Following on from last weeks introduction to the Personal Property Securities Act (2009), here are some of the underlying principles you need to be aware of when considering whether or not to register your interest on the PPSR.
Possession is 9/10ths of the Law
One of the most difficult concepts of PPSA that Lawyers and clients struggle with are the radical changes to the law relating to ownership. The PPSA overrides rights of ownership in certain circumstances.
Under PPSA when your goods come into possession of another party under an “arrangement” covered by the Act then that party can deal with them as if they owned them, even though they do not. For example, say you leased a truck to a removalist firm but they go broke and call in the liquidators before the term of the lease has expired. If that truck is on the removalist firm’s property, and you don’t have a registered interest over it, then the truck becomes the property of the liquidator regardless of what the lease says.
This principle is supposed to cover situations which are essentially finance or credit arrangements such as retention of title or equipment finance arrangements. However, in certain circumstances it also extends to leasing, consignment and other arrangements even where those arrangements are operational rather than finance driven.
The biggest risk for businesses here are fixed and floating charges (now called general security agreements) granted by the parties that they deal with. According to the Law Society of NSW This can include traditional forms of security interests, such as charges, chattel mortgages and bills of sale, as well as “in substance” security interests, such as retention of title, conditional sale and hire purchase arrangements, and “deemed” security interests, such as PPS Leases and commercial consignment arrangements. What can happen is that the other party’s bank can take priority in respect of all assets in possession of your customer, even if your customer doesn’t own them (eg a leased asset).
You should therefore look at whether you need to register on the PPSR before any of your “stuff” gets in to the hands of another party.

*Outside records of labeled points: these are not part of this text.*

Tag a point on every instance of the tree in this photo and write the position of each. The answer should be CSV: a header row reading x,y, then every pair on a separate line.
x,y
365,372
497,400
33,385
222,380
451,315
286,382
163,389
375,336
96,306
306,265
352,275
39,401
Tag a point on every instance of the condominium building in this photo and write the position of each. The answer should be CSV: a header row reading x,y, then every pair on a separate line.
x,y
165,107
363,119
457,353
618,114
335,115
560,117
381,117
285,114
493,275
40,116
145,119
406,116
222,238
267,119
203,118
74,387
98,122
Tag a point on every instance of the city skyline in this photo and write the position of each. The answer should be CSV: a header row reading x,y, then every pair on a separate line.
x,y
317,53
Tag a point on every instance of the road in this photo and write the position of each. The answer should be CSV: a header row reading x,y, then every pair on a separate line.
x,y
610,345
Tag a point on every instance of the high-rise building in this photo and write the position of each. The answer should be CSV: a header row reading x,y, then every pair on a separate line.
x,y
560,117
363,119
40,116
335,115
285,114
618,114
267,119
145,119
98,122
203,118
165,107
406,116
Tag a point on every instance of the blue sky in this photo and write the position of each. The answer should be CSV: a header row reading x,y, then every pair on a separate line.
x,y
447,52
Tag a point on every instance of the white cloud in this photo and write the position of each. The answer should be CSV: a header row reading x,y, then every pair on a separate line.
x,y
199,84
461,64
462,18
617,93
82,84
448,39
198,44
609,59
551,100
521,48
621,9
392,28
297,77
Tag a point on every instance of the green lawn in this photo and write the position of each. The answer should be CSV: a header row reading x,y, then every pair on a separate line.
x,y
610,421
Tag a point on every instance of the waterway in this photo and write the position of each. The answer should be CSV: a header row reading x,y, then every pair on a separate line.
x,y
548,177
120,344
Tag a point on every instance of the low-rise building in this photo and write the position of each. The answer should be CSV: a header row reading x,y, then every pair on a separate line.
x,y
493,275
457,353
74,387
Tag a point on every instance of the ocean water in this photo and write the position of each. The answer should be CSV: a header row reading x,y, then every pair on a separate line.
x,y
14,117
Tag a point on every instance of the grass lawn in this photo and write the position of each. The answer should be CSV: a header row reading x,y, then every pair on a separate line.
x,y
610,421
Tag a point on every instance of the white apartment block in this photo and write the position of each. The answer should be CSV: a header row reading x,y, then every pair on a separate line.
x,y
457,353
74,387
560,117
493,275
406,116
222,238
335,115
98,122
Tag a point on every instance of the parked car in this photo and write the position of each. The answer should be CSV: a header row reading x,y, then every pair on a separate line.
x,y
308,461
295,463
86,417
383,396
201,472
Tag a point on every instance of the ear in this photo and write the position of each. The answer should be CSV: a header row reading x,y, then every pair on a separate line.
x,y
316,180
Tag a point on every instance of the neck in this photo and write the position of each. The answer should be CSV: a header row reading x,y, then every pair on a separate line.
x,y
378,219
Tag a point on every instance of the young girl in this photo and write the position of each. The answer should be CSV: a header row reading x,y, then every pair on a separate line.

The PPSR is just a notice board, so make sure you register your interest correctly.
Don’t forget though that the PPSR is really just a notice board where the existence of security interests is to be recorded. It does not make up for deficiencies in your processes.
Security interests must be properly created. It is not enough to just register. In fact, the Act requires that the security interest is in writing and accepted or adopted by the Grantor (the entity providing the security interest – previously, most commonly referred to as the chargor).
If your security interest comes under scrutiny your documentation will be just as important, if not more important than registration on the PPSR.
Conversely, if you are caught in a situation where another party is asserting a security interest over your rights you should always look at their documentation rather than just relying on PPSR registrations.
The PPSA is all about insolvency
The PPSA deals with priority between creditors on insolvency. If a company is not insolvent then the PPSA will have no practical impact as the company will be able to pay its debts as and when they fall due.
This is probably the most relevant commercial consideration to take into account when deciding when to and when not to register on the PPSR. For example, Woolworths standard terms and conditions prohibit any registrations on the PPSR. Does this really matter as Woolies are highly unlikely to go bust?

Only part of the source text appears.